Spotify Per Play Rates Continue to Drop (.00408) … More Free Users = Less Money Per Stream #gettherateright

Down, down, down it goes, where it stops nobody knows… The monthly average rate per play on Spotify is currently .00408 for master rights holders.

PerStreamAvg_Jun11_July15

48 Months of Spotify Streaming Rates from Jun 2011 thru May 2015 on an indie label catalog of over 1,500 songs with over 10m plays.

Spotify rates per spin appear to have peaked and are now on a steady decline over time.

Per stream rates are dropping because the amount of revenue is not keeping pace with the  number of streams. There are several possible causes:

1) Advertising rates are falling as more “supply” (the number of streams) come on line and the market saturates.

2) The proportion of  lower paying “free streams”  is growing faster than the proportion of higher paying “paid streams.”

3) All of the above.

This confirms our long held suspicion that as a flat price “freemium” subscription service  scales the price per stream will drop.  As the service reaches “scale” the pool of streaming revenue becomes a fixed amount.  The pie can’t get any larger and adding more streams only cuts the pie into smaller pieces!

The data above is aggregated. In all cases the total amount of revenue is divided by the total number of the streams per service  (ex: $4,080 / 1,000,000 = .00408 per stream). Multiple tiers and pricing structures are all summed together and divided to create an averaged, single rate per play.

3 thoughts on “Spotify Per Play Rates Continue to Drop (.00408) … More Free Users = Less Money Per Stream #gettherateright

  1. David,

    With regards to your hypothesis “The proportion of lower paying “free streams” is growing faster” you are correct: freemium revenue was 14% of gross revenue in January 2014. By December 2014 it was 23%. That’s over a 50% increase in the free:paid ratio.
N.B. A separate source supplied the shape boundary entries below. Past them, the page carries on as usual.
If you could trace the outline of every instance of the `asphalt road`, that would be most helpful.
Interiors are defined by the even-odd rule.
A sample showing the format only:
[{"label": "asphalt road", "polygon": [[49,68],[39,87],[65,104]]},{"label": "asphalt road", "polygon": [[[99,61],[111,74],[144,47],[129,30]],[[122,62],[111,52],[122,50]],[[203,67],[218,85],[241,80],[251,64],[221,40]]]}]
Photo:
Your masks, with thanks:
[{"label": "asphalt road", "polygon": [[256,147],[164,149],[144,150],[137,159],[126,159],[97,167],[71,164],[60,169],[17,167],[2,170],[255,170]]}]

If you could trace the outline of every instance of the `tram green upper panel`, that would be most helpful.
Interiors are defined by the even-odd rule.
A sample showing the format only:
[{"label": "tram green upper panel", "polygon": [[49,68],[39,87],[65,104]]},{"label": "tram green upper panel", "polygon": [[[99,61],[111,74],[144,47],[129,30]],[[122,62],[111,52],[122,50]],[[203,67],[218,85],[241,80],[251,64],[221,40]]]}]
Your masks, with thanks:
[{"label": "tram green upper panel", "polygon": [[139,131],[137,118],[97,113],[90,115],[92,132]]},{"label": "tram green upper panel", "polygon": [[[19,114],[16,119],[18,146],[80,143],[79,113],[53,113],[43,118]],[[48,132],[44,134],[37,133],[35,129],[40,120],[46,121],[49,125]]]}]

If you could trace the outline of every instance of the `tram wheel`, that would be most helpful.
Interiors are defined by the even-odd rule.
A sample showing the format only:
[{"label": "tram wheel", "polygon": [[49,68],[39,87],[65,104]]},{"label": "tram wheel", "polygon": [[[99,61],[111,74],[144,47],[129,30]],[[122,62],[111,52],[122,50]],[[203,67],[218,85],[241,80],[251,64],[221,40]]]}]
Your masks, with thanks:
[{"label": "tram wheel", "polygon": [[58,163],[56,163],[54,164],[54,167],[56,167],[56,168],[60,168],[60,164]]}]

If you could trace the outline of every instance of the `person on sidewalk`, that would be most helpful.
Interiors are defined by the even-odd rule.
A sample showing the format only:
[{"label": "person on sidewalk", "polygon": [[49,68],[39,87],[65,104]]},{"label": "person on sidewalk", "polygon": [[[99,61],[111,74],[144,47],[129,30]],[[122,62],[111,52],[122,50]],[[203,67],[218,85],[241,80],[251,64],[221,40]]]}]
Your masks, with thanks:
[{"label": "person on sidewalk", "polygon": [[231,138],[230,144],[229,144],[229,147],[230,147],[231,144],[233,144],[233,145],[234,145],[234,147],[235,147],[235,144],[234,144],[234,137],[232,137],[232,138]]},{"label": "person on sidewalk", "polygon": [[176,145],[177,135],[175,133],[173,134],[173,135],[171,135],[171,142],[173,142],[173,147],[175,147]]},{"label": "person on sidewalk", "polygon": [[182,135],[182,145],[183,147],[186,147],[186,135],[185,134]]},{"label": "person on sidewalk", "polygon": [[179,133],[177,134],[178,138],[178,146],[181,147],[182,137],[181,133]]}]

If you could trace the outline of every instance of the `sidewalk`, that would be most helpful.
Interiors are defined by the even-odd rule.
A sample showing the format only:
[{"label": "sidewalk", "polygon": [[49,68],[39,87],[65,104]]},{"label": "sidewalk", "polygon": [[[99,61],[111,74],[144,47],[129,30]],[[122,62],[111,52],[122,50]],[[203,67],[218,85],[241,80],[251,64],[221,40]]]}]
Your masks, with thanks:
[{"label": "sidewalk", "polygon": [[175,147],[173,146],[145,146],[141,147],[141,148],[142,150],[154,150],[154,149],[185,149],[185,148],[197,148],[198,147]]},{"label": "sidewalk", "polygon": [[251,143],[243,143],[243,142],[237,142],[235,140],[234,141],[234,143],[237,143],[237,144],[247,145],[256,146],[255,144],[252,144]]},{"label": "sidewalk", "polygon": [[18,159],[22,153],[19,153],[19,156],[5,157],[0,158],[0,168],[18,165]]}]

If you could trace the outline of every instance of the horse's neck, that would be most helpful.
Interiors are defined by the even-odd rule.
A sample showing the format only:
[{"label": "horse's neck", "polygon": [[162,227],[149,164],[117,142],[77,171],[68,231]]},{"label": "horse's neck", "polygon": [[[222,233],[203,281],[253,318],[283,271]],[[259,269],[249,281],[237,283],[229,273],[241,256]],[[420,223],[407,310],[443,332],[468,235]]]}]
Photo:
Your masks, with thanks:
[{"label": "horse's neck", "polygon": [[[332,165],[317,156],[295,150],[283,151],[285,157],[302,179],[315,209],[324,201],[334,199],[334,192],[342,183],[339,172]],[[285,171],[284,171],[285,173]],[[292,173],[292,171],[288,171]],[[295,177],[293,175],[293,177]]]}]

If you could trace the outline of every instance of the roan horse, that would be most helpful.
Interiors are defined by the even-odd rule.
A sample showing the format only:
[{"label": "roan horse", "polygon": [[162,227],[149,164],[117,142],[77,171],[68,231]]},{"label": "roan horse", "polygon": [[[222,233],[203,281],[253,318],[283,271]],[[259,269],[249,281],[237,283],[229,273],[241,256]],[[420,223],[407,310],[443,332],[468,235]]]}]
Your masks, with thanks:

    Some other thoughts to consider:

    1. Even if we leave Freemium completely out of it, the revenue per subscriber is dropping. A review of the section 115 disclosures shows that revenue per subscriber *among just premium subscribers* dropped precipitously throughout 2014. See here:

    https://docs.google.com/spreadsheets/d/1tQFoh6vOcWwMZoudquW-cEJI5eWE-EBI3jJLRJa1ixc/edit?usp=sharing

    2. This revenue per sub slippage is impacting the price per stream among premium subscribers (dropping from $0.00906 to $0.00747 in 2014), even though the average stream per subscriber stayed relatively constant at ~722 streams per month per premium subscriber.

    3. I asked Spotify for comment (I went through both proper and back channels). I know for a fact they saw it (you can observe visitors to a google spreadsheet, and when I invited them to review they were the only ones besides myself who had the link), but I got no comment from them either on or off the record.

    4. I suspect the driving factor in this revenue per subscriber slippage is a combination of 30-day free trials and a rapidly expanding subscriber base. By adding these back in, you can account for a lot of this slippage.

    5. However after running the numbers it was clear that even if you add back in the free-trial subscribers you still come up short roughly 5-6%. It’s not a ton of revenue but it was $1.6M in December alone. Possible explanations include free-trials not converting, bad debt (i.e. users not paying/chargebacks), and fraud.

    6. One thing I’m unclear on: is the price per stream “blended” at a macro level (i.e. country/region), or are the tiers paid separately per rightsholder? In other words if I am an artist who has a high paid:free ratio will I be paid the same per-stream rate as an artist with a low paid:free ratio?